一抹亮紫色的裹胸讓鵝黃色的羅裙更加鮮豔,羅裙邊上繡著出水芙蓉,底下有著一圈粉紅色的勾線狀配飾,腰帶是清純的藍色,裏頭兒有著一顆華貴的翡翠,裙子的樣式算是簡單,但是卻是用雪緞蠶絲做成的,連皇親國戚也不知能不能穿得上,在黛玉那裏卻是有著滿滿的一籮筐!
“姑娘好生俏麗。”總算是妝點完了,若婉圍著黛玉轉了一圈,樂嗬嗬的滿意道。纖腰之楚楚兮,回風舞雪;珠翠之輝輝兮,滿額鵝黃。出沒花問兮,宜嗅宜喜;徘徊池上兮,若飛若揚。蛾眉顰笑兮,將言而未語;蓮步乍移兮,待止而欲行。羨彼之良質兮,冰清玉潤;慕彼之華服兮,閃灼文章。愛彼之貌容兮,香培玉琢;美彼之態度兮,鳳翥龍翔。可謂是黛玉的真實寫照了。
“若婉姐姐真是沒個正行。”黛玉啐道。黛玉白皙的麵頰上,有著一抹紅暈,她看著若婉笑道:“若婉姐姐才是真正的俏麗呢,與那花兒站在一起,可真真叫花兒羞紅了臉,不敢再看你了呢!”
“姑娘也莫要在這上麵爭了。那廚子也已經將早膳做好了,就等著姑娘咯。”若婉輕笑道。她們在進來之前,可是已經吩咐過了廚子。
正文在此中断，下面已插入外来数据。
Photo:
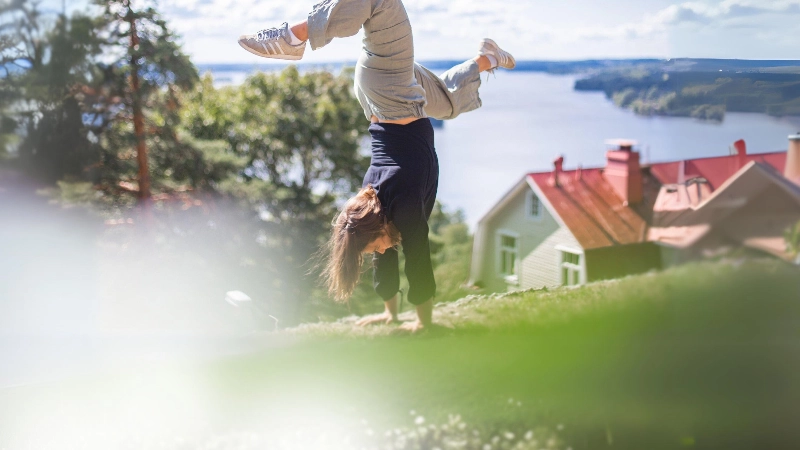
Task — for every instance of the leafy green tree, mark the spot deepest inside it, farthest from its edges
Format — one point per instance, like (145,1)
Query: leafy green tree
(45,68)
(300,135)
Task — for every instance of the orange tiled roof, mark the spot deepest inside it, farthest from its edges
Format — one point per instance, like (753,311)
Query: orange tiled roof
(596,215)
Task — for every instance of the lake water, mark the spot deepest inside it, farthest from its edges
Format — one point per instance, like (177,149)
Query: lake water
(529,118)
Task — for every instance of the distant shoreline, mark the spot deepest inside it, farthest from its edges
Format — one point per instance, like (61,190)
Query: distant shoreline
(557,67)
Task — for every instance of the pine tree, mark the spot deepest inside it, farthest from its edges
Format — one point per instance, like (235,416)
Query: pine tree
(150,62)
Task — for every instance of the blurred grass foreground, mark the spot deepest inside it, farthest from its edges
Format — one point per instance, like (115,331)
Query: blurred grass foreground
(700,356)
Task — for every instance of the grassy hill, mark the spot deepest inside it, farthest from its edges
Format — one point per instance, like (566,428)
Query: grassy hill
(701,356)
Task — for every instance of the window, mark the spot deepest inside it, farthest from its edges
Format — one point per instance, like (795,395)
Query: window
(533,206)
(570,268)
(507,255)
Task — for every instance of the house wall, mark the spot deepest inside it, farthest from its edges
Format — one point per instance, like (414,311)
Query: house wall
(537,263)
(541,267)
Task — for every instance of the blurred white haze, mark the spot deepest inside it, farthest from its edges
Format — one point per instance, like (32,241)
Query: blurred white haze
(82,298)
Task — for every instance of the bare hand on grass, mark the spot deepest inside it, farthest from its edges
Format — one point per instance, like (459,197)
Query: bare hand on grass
(382,318)
(412,327)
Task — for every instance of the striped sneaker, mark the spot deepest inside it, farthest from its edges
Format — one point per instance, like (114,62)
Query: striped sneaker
(504,59)
(273,43)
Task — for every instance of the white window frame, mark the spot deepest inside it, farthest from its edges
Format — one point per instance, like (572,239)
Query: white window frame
(529,196)
(511,278)
(580,268)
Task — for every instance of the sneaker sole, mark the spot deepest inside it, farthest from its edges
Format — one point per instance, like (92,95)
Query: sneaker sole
(286,57)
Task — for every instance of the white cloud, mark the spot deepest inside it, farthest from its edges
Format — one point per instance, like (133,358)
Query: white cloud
(450,29)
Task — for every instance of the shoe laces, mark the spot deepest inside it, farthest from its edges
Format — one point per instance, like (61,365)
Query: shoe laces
(271,34)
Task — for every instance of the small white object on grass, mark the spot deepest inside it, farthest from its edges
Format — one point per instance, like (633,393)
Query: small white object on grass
(235,298)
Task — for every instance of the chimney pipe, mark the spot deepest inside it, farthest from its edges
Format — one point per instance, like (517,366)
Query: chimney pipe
(623,171)
(559,164)
(792,169)
(741,152)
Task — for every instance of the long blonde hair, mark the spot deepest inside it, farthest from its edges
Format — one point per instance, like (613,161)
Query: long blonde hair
(361,221)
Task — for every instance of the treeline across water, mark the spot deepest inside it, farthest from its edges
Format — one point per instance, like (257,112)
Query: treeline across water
(106,110)
(701,94)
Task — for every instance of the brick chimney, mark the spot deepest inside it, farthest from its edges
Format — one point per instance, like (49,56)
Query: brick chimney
(740,149)
(623,171)
(792,169)
(555,178)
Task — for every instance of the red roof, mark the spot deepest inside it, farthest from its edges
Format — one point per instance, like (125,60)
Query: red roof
(596,215)
(715,169)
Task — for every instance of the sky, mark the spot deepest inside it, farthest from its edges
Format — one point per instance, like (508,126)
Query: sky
(529,29)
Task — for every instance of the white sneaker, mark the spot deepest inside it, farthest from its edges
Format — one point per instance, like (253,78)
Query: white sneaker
(504,59)
(273,43)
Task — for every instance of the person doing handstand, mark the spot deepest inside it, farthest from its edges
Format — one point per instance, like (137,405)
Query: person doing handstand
(399,189)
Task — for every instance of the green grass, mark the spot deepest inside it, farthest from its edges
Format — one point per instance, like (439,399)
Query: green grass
(701,356)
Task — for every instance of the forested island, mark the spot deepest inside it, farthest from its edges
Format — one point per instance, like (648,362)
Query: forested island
(703,89)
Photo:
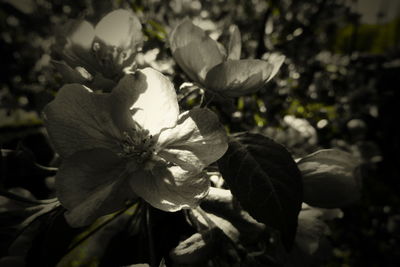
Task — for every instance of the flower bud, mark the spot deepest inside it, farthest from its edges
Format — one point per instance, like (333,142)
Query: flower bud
(329,179)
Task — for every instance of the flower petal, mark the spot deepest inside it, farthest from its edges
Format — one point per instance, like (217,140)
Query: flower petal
(90,184)
(194,51)
(198,140)
(78,119)
(81,34)
(120,28)
(152,99)
(235,43)
(69,74)
(239,77)
(170,189)
(78,49)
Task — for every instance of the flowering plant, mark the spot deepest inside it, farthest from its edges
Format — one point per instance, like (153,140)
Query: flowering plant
(138,166)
黛玉笑道:“怎麼不早說,在這梳妝打扮上耽擱了那麼久。說出來倒是叫人笑話呢。”調皮的摸了一下肚子,也是有點餓了,不由的吐了吐舌頭。
“好姑娘,餓了就快走吧。我可是特意吩咐廚子多做了幾道江南的精致糕點給姑娘開開胃了呢。”雪雁瞧到黛玉的小動作,笑嘻嘻的道。
黛玉乖乖的點了點頭,波光流轉,巧笑倩兮,她邁開輕盈的步子,緩緩走了出去,唇邊總是帶著一絲絲若有若無的微笑,看著讓人心中暖融融的,甚是舒服。
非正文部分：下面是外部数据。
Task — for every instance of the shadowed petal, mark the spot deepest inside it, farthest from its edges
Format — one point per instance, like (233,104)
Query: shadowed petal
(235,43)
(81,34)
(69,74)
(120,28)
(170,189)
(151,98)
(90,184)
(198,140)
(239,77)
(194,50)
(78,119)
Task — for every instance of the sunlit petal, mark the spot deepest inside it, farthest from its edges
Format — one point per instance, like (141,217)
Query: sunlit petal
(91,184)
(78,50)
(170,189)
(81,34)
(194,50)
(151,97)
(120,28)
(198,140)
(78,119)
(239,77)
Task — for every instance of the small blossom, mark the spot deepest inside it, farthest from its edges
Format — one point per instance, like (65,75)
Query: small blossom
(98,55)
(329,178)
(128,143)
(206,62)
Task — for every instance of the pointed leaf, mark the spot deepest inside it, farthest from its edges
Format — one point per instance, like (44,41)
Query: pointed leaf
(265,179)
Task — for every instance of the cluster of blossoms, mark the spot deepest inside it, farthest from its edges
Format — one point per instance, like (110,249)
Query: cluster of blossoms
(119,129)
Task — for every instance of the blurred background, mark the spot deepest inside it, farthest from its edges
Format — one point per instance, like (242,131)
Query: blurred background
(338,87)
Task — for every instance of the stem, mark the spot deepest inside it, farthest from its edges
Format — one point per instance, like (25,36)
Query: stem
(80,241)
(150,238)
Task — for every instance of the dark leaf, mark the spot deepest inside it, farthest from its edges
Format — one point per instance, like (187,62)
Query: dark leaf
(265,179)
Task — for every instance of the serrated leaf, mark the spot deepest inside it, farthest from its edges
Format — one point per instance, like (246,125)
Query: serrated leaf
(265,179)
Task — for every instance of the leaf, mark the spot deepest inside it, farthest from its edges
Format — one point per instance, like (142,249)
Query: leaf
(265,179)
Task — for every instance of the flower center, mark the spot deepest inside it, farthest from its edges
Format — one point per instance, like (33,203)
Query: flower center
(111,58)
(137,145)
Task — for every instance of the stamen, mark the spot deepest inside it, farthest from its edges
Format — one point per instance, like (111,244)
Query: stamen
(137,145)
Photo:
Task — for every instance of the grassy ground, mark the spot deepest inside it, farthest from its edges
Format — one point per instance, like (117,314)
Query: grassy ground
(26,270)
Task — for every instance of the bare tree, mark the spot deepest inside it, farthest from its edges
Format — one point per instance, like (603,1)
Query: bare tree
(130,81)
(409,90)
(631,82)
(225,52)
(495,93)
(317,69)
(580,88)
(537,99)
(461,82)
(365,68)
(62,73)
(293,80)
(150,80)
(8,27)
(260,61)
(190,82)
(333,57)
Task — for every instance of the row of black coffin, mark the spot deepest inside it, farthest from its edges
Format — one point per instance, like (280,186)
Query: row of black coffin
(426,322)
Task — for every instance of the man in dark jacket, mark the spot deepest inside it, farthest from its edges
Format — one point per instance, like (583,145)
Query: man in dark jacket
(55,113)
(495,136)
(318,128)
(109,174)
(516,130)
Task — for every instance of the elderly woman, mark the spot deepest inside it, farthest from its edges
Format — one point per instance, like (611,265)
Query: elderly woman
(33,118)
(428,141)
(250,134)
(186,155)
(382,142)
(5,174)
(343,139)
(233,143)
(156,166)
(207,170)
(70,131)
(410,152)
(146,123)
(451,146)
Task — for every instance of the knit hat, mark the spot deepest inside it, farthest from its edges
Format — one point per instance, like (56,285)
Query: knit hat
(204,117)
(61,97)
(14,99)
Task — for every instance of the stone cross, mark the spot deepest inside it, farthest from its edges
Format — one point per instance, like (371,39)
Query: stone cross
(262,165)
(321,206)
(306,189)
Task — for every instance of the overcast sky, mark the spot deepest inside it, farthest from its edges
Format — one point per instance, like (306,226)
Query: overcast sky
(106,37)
“姑娘,早膳有水晶棗糕,血燕羹和蓮子粥呢,都是姑娘喜歡吃的,必須多吃一些。”紫鵑嘻嘻哈哈的說著,給黛玉布置下了一項‘命令’。
扮了一個鬼臉,黛玉脆聲笑道:“紫鵑老奶奶的命令,我怎麼敢不聽呢。”不過肚子裏倒是叫的更歡了,想到這裏,幽怨的看著紫娟……誰讓你勾起我饞蟲來著!黛玉在心底默默的說著。
“姑娘,到了。”香菱看著黛玉一副魂不守舍的樣子,好笑的道。略微提高的音色成功的將黛玉的思緒引到了這裏來,若是再不及時叫的話,恐怕黛玉早已一頭栽到了柱子上呢!
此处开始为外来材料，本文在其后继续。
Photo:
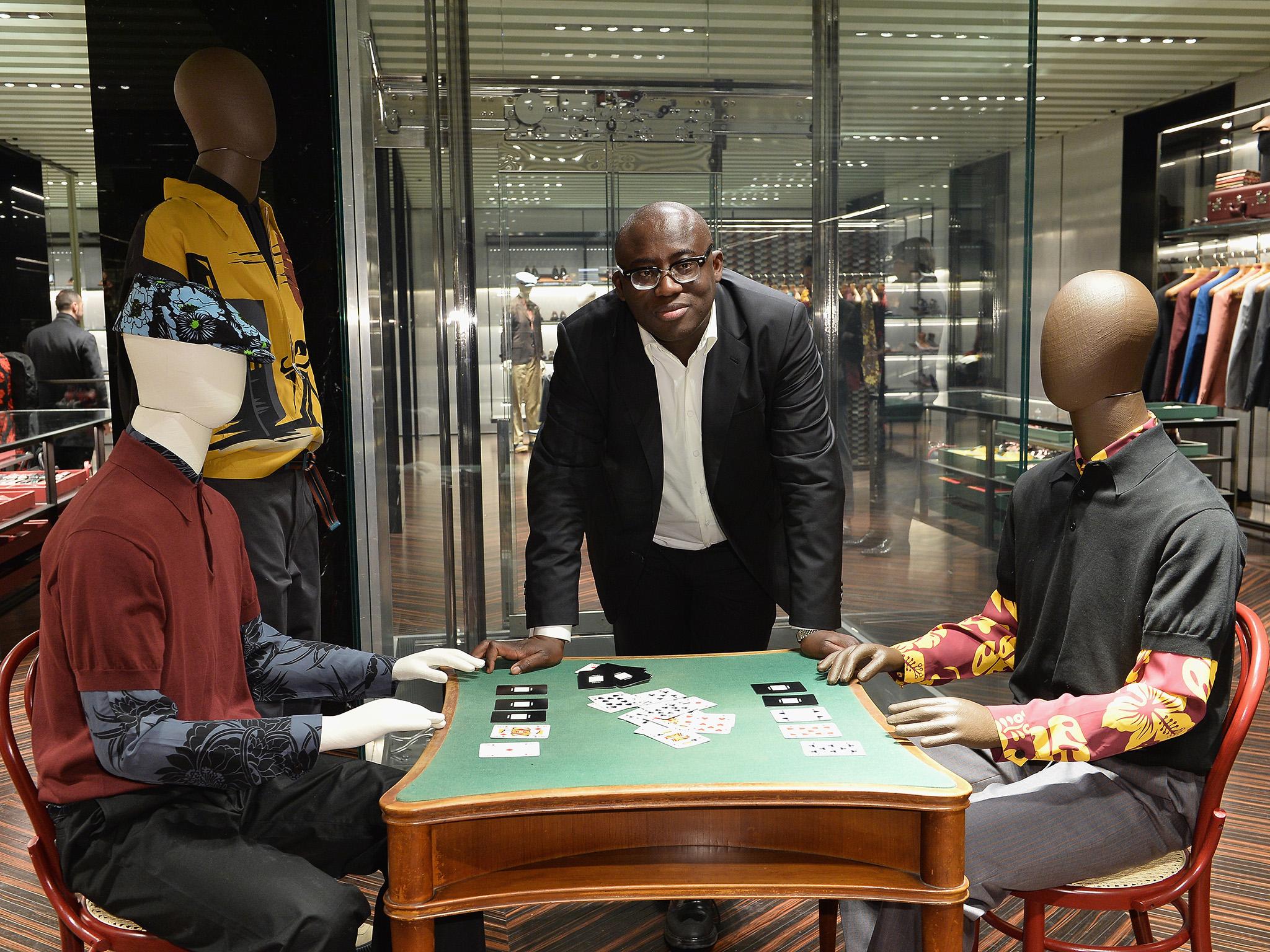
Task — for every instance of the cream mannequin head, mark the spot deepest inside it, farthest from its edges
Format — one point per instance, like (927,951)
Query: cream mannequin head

黛玉自個兒也無語了,調皮的笑著,走進了廳子裏,本來這凝霜閣也不大,可這黛玉愣是把這裏當成了林府,往前走呀走的,還在納悶著為什麼這裏的東西都那麼陌生呢,要知道,林府的一草一木可都是深深的刻在了黛玉的心裏,若說林府有誰最熟悉,那非黛玉莫屬了!